We have shown how relaxing the syntax constraints on a language when consuming instances of it can turn an otherwise incompatible change into a compatible change. We have also shown that abiding by the language syntax constraints when producing instances is the safest course. Said more eloquently is the internet robustness principle, "be conservative in what you do, be liberal in what you accept from others" from [tcp].

We will call this style of versioning the "liberal" style of versioning. The "liberal" style of versioning is codified in:

Good Practice

Use Least Partial Languages for "liberal" versioning: Consumers should use a flavour of a language that has the least amount of understanding.

The flavor of a language that implies the smallest amount of understanding, which is the smallest Defined Text set, will be also be the most liberal and have the largest possible Accept Text set.

The "liberal" style of versioning has a drawback, however. It can lead to fragile software that is hard to evolve software because the "liberal"ness is difficult to code. In addition, it does not force producers to be correct in what they produce and can lead to a vicious cycle of complexity.


More Information on pros/cons needed. Perhaps change best practices to positions, then make best practices for the different scenarios, ie. Use Conservative Versioning for languages that are only processed by machines, Use Liberal Versioning for languages processed typically by humans or....

There is an opposite style of versioning that says the most effective way of evolving is to force producers to be correct by having strict consumers. We will call this the "conservative" style of versioning. The "conservative" style of versioning is codified in:

Good Practice

Use Only Full Languages for "conservative" versioning: Consumers should fully use and validate a language.

The greatest amount of understanding of a language will find the largest number of errors in producers.

Whether "liberal" or "conservative" versioning is in use by consumers, the advice to producers is always the same:

Good Practice

Produce only full languages: Producers should produce the complete version of a language. They should never produce partial flavors.
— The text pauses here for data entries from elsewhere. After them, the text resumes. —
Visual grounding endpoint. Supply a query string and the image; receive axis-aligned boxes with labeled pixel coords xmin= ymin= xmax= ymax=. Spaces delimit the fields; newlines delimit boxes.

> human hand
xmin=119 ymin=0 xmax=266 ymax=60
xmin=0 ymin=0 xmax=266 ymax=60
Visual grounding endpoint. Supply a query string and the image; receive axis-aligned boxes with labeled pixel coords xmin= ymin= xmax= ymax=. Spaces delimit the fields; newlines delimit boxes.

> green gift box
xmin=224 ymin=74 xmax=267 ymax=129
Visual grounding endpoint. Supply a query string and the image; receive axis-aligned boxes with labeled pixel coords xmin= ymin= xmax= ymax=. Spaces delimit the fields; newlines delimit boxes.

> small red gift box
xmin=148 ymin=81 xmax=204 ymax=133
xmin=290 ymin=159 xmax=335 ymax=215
"Liberal" consumers may allow correct operation with producers that aren't fully compatible with a full language. "Conservative" consumers will be less tolerant of faults in producers.

EdNote: I think related to principle of least power (http://www.w3.org/2001/tag/doc/leastPower) . The lower the power of the language, the easier to have partial understanding? For example, XPath is "lower power" than Java processing the DOM. Agents that are Consumers and Producers

Our compatibility definitions are about the relationship between texts and different languages Text sets. We have avoided compatibility definitions based upon processors. However, many messaging specifications, such as Web Services, utilize both inputs and outputs. Such processors are both consumers and producers of texts. Using our definitions of compatibility, a Web service that updates its output message language is considered to be a newer producer, because it is sending a text according to the newer version of the message. Conversely, revising the input message language makes a service a newer consumer because it is consuming messages that are in the newer version of the language.
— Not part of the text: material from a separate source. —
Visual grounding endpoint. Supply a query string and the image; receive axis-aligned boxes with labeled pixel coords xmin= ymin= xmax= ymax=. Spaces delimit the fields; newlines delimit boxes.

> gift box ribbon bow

All systems that include inputs and outputs must consider both when making changes and determining compatibility. For full compatibility, a revised consumer or producer must ensure any input message changes are backwards compatible and any output message changes are forwards compatible.
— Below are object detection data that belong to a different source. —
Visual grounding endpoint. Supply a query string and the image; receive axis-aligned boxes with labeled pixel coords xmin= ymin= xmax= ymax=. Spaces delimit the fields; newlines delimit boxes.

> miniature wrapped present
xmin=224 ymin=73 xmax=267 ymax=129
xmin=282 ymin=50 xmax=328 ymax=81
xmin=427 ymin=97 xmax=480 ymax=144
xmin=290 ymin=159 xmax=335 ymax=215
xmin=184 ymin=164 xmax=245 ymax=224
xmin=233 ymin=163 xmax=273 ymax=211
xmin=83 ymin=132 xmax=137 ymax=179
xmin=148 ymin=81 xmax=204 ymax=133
1.1.4 Divergent Understanding and Compatibility

Our treatise so far has described a fairly straightforward evolution of a language, from a first version to a next version. However, extensibility and interoperability are usually directly related. It is an axiom in computing that the lower the optionality (which includes extensibility), the higher the chance of interoperability. Each and every place where extensibility is allowed in a language is also a place where a lack of interoperability can arise Interoperability problems can arise, for example, when producers and consumers do not agree on which version of a language is being used in a text.

Even though a language has a formal definition and extensibility model, there is no guarantee that software that processes it will implement it exactly. Differences in understanding between different software agents is a significant source of divergence in understanding. A classic example of this is the so-called "TAG soup" problem in HTML. Much of the applications commonly used to process HTML, and particularly browsers, have an Accept Text Set that is larger than the formal definition of the HTML language. For example, many situations of interleaved opening and closing of elements in HTML are processed without generating an error. This ensures the user experience, at least in the short term, is of higher quality. However, it does suffer long term problems with interoperability when the illegal texts are copied by mechanisms such as "view source". The reason is that the more undocumented strings that are in an Accept Text Set, the more difficult it is to achieve interoperability. The more liberal an agent in accepting texts by increasing the Accept Text Set through expanding the definition of the language, the more difficult interoperability is because not every agent may have the same Accept Text Set. Further, not every agent may have the same Defined Text set. For example, there could be different DOMs for the same text.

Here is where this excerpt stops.